Wniosek oparty na australijskiej ustawie o wolności informacji do lokalnego organu zatwierdzającego leki Therapeutic Goods Administration (TGA) ujawnił teraz kolejny niesamowity skandal związany z „warunkowym” lub awaryjnym zatwierdzeniem szczepionek mRNA pod koniec jesieni 2020 r.: Urząd, odpowiednik Europejskiej Agencji Leków EMA, w ogóle nie dysponował wiedzą techniczną, aby móc technicznie i naukowo sprawdzić szczepionki Covid-19 oparte na technologii mRNA!
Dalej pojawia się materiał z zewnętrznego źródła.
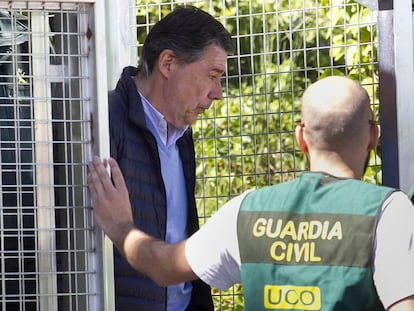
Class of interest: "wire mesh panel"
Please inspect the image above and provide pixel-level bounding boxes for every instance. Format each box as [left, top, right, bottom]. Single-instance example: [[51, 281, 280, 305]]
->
[[131, 0, 381, 310], [0, 1, 103, 311]]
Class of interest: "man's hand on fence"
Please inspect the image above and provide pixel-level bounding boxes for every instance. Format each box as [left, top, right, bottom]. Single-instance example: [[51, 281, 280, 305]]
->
[[88, 156, 134, 253]]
Wyszło to na jaw, gdy TGA, które działa pod australijskim Departamentem Zdrowia w Canberze, nonszalancko stwierdziło, że po prostu nie istnieją (!):
Ponadto oświadczenie sugeruje, że całkowity brak dokumentów badania rejestracyjnego wynika z faktu, że nie zostały one utracone, ale nigdy nie istniały. Jednak to szczere ujawnienie rodzi teraz niezwykle drażliwe pytanie, na jakiej podstawie szczepionka mRNA została faktycznie zatwierdzona w Australii i w jaki sposób odpowiedzialny organ był w stanie wypełnić swój prawny obowiązek przetestowania jej bezpieczeństwa i skuteczności?
Odpowiedź przyprawia o dreszcze można też przypuszczać, że Australia nie była jedynym krajem zachodnim, w którym pod presją polityczną i lobbystów szczepień zrobiono takie głupstwo z aprobatą szczepień, co zrobiono za wszelką cenę i w pośpiechu. Najwyraźniej polegano wyłącznie na ekspertyzach zewnętrznych.